L'adaptation des pratiques agricoles au changement climatique
Mercredi 4 février à l’Espace culturel, à 18 heures
par Jean-Pierre Dulout, Ingénieur agronome
Il y a 11 000 ans, la domestication d’espèces animales puis celle d’espèces végétales ont révolutionné l’organisation des groupes humains : c’est la bien nommée Révolution Néolithique, matérialisée par l’apparition de l’agriculture.
Depuis, ce sont plutôt les changements dans les organisations humaines, la plupart du temps impulsées par des avancées dans la connaissance, qui façonnent l’évolution des pratiques agricoles.
Dans une première partie nous évoquerons cet état de fait à travers 3 séries d’évènements qui s’avèrent déterminants. Ensuite le rappel de ce qui fait l’agriculture et de quelques définitions devrait permettre de mieux se comprendre.
Après avoir évoqué l’évolution du climat, l’évolution des pratiques agricoles sera illustrée à travers l’exemple de cultures de notre
région : impact des échanges sur
l’apparition des cultures et ce à quoi elles sont alors exposées, les adaptations nécessaires pour assurer leur pérennité pour la satisfaction des besoins de la société et la survie socio-économique
de ceux qui les pratiquent.
Enfin pour conclure, nous aborderons quelques sujets qui préoccupent notre société aujourd’hui : l’irrigation, la souveraineté alimentaire, les énergies renouvelables, la biomasse et la biodiversité….

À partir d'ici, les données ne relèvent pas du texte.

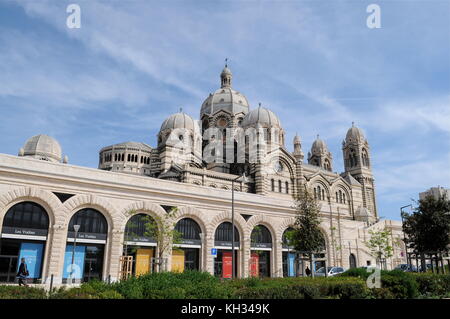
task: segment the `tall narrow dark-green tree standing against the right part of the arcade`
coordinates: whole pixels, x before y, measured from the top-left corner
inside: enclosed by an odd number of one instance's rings
[[[319,206],[314,196],[306,189],[294,196],[295,224],[291,232],[291,245],[297,252],[309,257],[314,276],[312,259],[315,253],[325,250],[325,240],[320,229]]]

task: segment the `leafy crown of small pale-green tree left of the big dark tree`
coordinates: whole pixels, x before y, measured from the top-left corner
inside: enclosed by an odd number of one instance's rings
[[[394,248],[391,242],[391,231],[387,228],[382,230],[369,230],[370,239],[364,244],[369,248],[370,253],[375,257],[377,265],[382,267],[383,260],[393,256]],[[385,267],[383,267],[385,268]]]

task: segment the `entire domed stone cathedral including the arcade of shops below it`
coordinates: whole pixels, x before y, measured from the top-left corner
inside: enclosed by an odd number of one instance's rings
[[[304,261],[286,237],[301,187],[320,207],[324,251],[314,270],[375,264],[365,245],[370,230],[390,229],[392,242],[402,233],[401,223],[379,218],[362,130],[352,124],[343,132],[344,168],[337,173],[325,141],[317,136],[305,159],[296,135],[290,152],[282,121],[266,107],[251,107],[232,80],[225,65],[198,120],[180,110],[163,121],[155,146],[103,147],[98,169],[69,164],[58,141],[44,134],[26,141],[18,156],[0,154],[0,282],[14,281],[21,258],[42,284],[155,271],[160,247],[144,220],[169,212],[181,239],[163,253],[167,270],[301,276]],[[404,247],[394,246],[385,264],[394,268],[404,259]]]

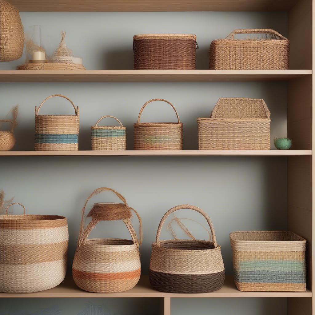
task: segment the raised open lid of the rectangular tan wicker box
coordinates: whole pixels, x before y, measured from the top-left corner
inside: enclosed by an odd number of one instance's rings
[[[249,98],[220,98],[215,104],[211,118],[270,118],[264,100]]]

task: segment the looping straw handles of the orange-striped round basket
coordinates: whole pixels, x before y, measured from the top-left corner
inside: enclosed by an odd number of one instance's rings
[[[111,192],[113,192],[118,198],[120,198],[123,201],[123,203],[126,205],[126,207],[128,207],[129,209],[131,209],[131,210],[133,210],[135,212],[135,214],[136,214],[136,216],[137,216],[137,218],[139,220],[139,239],[140,239],[140,241],[138,241],[137,233],[135,232],[135,229],[133,228],[130,219],[123,219],[123,222],[127,226],[127,229],[128,229],[128,231],[129,231],[129,233],[131,235],[131,238],[132,238],[134,244],[139,249],[139,245],[142,243],[142,238],[143,238],[141,217],[140,217],[140,215],[138,214],[138,212],[135,209],[133,209],[133,208],[128,206],[127,201],[123,197],[123,195],[121,195],[119,192],[113,190],[112,188],[108,188],[108,187],[100,187],[100,188],[95,189],[95,191],[92,192],[89,195],[88,199],[86,199],[84,207],[82,209],[82,217],[81,217],[81,224],[80,224],[80,231],[79,231],[77,246],[79,247],[81,245],[85,245],[85,242],[86,242],[89,234],[92,232],[94,227],[100,222],[100,220],[97,220],[97,219],[93,218],[92,221],[90,221],[90,223],[84,229],[84,214],[85,214],[85,207],[86,207],[88,201],[93,196],[95,196],[95,195],[97,195],[97,194],[99,194],[101,192],[104,192],[104,191],[111,191]]]

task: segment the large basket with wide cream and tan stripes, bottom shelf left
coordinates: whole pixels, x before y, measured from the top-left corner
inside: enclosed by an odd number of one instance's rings
[[[8,215],[19,204],[24,215]],[[67,219],[59,215],[26,215],[11,203],[0,215],[0,291],[30,293],[53,288],[66,276]]]

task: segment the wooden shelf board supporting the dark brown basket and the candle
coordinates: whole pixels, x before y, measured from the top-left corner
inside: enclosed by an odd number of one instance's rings
[[[312,70],[0,70],[0,82],[287,81]]]

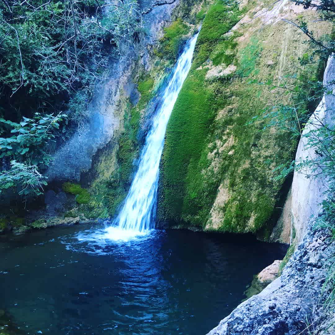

Ces brebis et cet épi de blé seront notre fil conducteur puisqu’ils peuvent symboliser à la fois la Révolution Néolithique et l’interdépendance des productions végétales et des productions animales alors que nos préoccupations « philosophiques » les mettent particulièrement à mal depuis quelques années…
Jean-Pierre Dulout est Ingénieur en Agriculture, diplômé de l'Institut polytechnique
UniLaSalle Beauvais (1977). Après l’avoir guidé dans son choix de l’école, la ferme d'application intégrée à l'établissement lui a permis de construire un socle de connaissances concrètes toujours
enrichi depuis.
Après ses études, il se hisse dans un village de l'altiplano, au Guatemala, pour deux ans. Il se tourne ensuite vers une grande variété d'activités, comme salarié ou en indépendant, qui s'intéresse à
l'équipement et aux pratiques du milieu rural, de l'agriculture, de l'horticulture, des semences et des engrais, pour aboutir à l'expertise foncière et agricole, à la géomatique et, finalement, aux
questions d'irrigation.
A la retraite, il préside depuis un peu plus de 5 ans l'Association Syndicale Autorisée Ouvèze-Ventoux, basée à Entrechaux, où il mobilise son expérience passée dans des domaines aussi variés
qu’inattendus.
Toujours passionné par le vivant, le sol, le climat et aussi l’histoire, sa 1ère passion dans l’ordre d’apparition, l’agriculture sous toutes ses formes reste au centre de sa vie.